Last February, B’nai Keshet was expelled from Ohio State University Hillel for participating in a fundraiser for LGBTQ refugees that was co-sponsored by 15 other organizations, including Jewish Voice for Peace (JVP)—a Jewish organization which supports the Boycott, Divestment and Sanctions (BDS) movement. Yesterday, B’nai Keshet and Open Hillel publicly called for Hillel International and Ohio State Hillel to get rid of the policies that resulted in B’nai Keshet’s expulsion and reinstate the group in a move that was reported on by the Jewish Telegraphic Agency, The Forward and Haaretz.
Elaine Cleary, a senior at Ohio State University and leader in B’nai Keshet, spoke with Amelia Dornbush, a one-time internal coordinator of Open Hillel who graduated from Swarthmore in 2015, about the challenges of student activism and the pain that accompanies feeling alienated from your community. The interview that follows reflects the personal experiences and perspectives of two activists who, two years apart, worked to make the Jewish community more pluralistic.
Amelia Dornbush: First things first. How are you holding up?

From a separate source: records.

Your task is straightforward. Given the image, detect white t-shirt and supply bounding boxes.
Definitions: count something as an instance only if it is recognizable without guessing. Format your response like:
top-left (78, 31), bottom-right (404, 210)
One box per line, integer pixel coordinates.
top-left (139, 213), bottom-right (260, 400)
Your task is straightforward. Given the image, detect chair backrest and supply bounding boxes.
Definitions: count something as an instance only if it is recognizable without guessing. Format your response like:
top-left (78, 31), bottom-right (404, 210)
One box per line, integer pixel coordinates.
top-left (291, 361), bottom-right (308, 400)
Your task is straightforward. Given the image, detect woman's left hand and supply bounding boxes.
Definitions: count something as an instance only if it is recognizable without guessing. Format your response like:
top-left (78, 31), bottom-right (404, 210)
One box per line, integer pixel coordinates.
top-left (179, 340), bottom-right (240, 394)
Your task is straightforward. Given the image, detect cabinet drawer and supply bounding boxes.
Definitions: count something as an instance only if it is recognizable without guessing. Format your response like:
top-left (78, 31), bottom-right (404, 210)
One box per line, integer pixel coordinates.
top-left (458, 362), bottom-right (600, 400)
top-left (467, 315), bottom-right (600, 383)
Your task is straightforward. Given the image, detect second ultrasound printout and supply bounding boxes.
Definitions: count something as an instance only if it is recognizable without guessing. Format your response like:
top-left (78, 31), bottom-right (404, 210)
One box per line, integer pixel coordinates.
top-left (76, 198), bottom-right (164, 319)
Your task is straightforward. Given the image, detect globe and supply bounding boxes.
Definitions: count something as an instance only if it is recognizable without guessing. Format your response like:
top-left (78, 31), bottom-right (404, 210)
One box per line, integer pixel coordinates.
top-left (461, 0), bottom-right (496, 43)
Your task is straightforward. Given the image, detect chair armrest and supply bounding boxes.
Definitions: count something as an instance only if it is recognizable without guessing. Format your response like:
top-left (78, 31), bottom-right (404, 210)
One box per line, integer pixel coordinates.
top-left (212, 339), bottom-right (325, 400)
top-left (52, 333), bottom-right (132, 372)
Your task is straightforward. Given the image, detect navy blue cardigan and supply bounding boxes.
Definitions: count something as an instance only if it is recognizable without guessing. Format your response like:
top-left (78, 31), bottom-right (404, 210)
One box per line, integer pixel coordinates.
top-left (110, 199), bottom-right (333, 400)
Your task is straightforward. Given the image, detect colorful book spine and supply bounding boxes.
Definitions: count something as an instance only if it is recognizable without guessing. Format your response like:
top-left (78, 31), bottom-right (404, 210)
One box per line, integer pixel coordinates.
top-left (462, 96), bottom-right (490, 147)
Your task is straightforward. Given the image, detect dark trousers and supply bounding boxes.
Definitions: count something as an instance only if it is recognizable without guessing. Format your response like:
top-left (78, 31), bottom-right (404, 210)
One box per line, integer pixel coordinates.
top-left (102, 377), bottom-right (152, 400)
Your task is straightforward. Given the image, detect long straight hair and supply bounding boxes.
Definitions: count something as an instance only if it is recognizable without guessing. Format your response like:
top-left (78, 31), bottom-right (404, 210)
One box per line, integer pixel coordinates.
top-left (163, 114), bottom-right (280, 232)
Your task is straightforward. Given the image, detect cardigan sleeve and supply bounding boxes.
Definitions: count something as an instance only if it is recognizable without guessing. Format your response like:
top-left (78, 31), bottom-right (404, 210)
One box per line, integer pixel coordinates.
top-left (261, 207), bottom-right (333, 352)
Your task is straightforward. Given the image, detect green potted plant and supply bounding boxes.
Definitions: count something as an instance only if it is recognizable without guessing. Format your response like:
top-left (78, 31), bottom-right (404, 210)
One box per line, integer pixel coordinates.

Elaine Cleary: You know, it’s a little exhausting. I really wish for so many reasons that Hillel had just let us do the fundraiser and stay in to begin with. I really hope that the national American Jewish community will heed our call to tell Hillel to let us back in.
AD: How would you describe what happened with B’Nai Keshet and Hillel?
EC: So, B’nai Keshet co-sponsored a fundraiser with 15 other LBGT community groups. Because one of the co-sponsors was JVP, B’nai Keshet was kicked out of Ohio State Hillel. This was very sad, because not only did we lose the logistical and financial support of Hillel, we also lost our connection to the Jewish community symbolically and physically. This is very troubling to me as a Jewish lesbian, because I believe it’s important to have strong visible presence of queer students on campus, and I don’t think people should have to choose between two identities.